Re: [dev] coreutils / moreutils - DC a directory counter

From: Markus Wichmann <nullplan_AT_gmx.net>
Date: Thu, 18 Jul 2013 17:33:32 +0200

On Wed, Jul 17, 2013 at 01:23:33PM -0400, Calvin Morrison wrote:
> Hi guys,
>
> I came up with a utility[0] that i think could be useful, and I sent
> it to the moreutils page, but maybe it might fit better here.

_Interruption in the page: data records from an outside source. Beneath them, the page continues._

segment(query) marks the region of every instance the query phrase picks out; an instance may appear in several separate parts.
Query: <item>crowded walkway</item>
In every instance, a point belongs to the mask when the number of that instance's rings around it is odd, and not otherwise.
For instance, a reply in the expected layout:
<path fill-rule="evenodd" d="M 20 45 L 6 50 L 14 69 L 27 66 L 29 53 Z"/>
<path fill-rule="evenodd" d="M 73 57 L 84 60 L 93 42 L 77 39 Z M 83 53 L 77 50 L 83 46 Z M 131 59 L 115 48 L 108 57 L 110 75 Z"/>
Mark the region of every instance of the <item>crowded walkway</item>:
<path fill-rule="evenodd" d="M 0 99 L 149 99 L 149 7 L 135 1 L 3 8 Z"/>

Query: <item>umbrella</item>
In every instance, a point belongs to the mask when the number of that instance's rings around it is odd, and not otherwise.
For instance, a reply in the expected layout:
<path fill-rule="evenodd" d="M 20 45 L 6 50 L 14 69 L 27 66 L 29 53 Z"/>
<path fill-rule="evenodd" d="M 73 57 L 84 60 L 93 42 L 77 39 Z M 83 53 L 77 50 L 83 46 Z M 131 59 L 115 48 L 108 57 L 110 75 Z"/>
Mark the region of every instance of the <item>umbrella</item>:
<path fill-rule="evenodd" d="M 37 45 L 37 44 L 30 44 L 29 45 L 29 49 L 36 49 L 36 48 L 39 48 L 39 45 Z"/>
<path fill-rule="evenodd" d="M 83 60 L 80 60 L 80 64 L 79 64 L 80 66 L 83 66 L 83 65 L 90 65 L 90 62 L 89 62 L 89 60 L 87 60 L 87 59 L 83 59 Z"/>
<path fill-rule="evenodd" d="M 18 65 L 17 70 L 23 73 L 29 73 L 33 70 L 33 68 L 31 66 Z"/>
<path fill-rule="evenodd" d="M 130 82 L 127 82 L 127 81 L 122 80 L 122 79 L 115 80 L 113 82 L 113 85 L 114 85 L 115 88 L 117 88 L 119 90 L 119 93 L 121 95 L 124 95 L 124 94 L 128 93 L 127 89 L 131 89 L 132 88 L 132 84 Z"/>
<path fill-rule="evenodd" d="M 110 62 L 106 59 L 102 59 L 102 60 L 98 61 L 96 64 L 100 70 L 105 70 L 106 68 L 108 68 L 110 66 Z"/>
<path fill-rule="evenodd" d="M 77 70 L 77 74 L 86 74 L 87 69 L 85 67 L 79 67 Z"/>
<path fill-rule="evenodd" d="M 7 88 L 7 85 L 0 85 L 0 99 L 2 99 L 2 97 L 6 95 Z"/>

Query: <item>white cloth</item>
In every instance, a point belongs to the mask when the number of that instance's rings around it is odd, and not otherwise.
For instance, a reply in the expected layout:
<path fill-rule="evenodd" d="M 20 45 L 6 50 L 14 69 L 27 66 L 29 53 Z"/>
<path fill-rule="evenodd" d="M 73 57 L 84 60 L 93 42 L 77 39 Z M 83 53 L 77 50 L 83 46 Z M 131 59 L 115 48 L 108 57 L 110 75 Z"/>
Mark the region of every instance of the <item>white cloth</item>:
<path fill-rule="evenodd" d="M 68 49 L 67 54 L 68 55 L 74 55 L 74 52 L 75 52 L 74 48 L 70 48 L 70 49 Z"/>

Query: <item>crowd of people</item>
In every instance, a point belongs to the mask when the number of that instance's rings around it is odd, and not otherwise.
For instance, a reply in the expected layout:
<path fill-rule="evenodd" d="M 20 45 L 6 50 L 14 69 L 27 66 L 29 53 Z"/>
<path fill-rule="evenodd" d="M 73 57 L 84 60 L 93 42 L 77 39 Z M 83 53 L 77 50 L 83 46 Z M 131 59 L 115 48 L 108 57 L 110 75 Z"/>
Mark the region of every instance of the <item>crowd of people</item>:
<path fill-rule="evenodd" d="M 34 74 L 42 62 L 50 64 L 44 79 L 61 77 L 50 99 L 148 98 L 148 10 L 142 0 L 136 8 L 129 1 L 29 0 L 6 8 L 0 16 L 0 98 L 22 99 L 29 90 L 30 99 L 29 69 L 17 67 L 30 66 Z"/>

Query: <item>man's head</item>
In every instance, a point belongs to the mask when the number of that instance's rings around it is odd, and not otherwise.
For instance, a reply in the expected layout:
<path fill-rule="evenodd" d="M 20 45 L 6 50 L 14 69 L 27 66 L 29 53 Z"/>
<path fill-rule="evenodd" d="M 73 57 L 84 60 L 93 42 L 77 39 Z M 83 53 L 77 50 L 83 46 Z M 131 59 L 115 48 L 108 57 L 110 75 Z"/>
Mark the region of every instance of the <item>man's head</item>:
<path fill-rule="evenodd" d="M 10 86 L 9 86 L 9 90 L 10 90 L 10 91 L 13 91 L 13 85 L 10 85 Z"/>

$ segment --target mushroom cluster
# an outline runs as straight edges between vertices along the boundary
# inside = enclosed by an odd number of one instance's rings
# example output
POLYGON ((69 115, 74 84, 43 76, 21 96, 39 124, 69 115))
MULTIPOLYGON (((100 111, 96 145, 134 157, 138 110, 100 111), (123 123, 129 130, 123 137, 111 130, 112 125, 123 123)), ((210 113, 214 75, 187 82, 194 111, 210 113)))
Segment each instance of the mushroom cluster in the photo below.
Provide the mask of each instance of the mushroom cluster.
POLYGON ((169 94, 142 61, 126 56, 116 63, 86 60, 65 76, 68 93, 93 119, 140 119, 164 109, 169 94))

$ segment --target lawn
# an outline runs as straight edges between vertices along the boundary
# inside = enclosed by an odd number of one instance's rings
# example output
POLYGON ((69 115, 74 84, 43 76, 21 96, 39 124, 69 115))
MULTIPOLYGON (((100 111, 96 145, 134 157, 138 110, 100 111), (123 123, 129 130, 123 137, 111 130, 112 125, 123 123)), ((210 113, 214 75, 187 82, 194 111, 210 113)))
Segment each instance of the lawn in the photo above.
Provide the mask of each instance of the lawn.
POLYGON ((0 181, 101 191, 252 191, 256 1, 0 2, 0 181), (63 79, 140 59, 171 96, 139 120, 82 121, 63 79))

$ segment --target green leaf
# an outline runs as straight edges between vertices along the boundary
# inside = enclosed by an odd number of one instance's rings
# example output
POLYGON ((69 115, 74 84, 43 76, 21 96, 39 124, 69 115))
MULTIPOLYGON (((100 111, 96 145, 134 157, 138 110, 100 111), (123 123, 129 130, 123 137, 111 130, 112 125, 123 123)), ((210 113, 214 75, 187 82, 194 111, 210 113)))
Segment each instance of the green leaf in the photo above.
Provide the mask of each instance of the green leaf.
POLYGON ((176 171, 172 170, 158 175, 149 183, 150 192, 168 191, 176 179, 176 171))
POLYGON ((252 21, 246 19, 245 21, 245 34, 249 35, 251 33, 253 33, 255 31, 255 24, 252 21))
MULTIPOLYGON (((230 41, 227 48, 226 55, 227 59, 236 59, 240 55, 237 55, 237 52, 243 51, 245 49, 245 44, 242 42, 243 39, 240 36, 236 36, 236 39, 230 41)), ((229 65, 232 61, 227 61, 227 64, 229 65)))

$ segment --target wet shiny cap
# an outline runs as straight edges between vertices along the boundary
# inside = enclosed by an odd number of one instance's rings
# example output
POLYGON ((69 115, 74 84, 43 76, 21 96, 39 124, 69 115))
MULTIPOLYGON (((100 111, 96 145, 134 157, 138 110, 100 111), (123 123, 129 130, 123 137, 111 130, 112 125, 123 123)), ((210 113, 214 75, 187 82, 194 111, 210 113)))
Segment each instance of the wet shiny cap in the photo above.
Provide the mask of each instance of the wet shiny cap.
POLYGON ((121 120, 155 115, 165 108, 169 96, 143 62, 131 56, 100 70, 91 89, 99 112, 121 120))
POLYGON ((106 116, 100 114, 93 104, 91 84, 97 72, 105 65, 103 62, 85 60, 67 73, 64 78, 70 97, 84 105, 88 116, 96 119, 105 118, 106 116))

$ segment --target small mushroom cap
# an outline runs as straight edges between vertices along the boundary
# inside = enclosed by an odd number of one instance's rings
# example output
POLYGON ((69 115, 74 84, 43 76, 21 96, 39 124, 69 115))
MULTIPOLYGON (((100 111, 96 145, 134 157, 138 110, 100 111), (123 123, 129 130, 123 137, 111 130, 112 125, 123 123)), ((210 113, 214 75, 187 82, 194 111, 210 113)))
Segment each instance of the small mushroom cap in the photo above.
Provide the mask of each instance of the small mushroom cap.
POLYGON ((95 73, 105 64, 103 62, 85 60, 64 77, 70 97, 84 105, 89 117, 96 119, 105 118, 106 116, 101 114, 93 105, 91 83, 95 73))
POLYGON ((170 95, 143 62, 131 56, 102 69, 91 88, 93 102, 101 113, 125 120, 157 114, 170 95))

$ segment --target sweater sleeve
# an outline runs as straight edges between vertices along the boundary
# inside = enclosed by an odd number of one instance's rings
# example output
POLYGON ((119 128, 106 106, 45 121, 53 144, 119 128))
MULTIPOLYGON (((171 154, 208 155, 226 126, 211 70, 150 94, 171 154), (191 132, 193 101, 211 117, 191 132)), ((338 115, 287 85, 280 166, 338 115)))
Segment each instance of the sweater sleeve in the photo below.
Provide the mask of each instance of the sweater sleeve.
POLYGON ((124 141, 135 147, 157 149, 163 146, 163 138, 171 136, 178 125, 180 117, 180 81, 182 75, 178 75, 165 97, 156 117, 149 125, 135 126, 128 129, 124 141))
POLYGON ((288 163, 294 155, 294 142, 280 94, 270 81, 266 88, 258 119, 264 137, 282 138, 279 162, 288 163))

All it
> does is give a count of files in a directory.
>
> I was sick of ls | wc -l being so damned slow on large directories, so
> I thought a more direct solution would be better.
>
> calvin_AT_ecoli:~/big_folder> time ls file2v1dir/ | wc -l
> 687560
>
> real 0m7.798s
> user 0m7.317s
> sys 0m0.700s
>
> calvin_AT_ecoli:~/big_folder> time ~/bin/dc file2v1dir/
> 687560
>
> real 0m0.138s
> user 0m0.057s
> sys 0m0.081s
>
> What do you think?
> Calvin
>
> [0] https://github.com/mutantturkey/dc

Some comments on the utility: I don't think it is very useful as I
usually don't deal with directories that big. That's part of what
directories are for. If you can honestly have more than 100k files in
the same directory without being able to further divide them into
directories, maybe you want another directory structure.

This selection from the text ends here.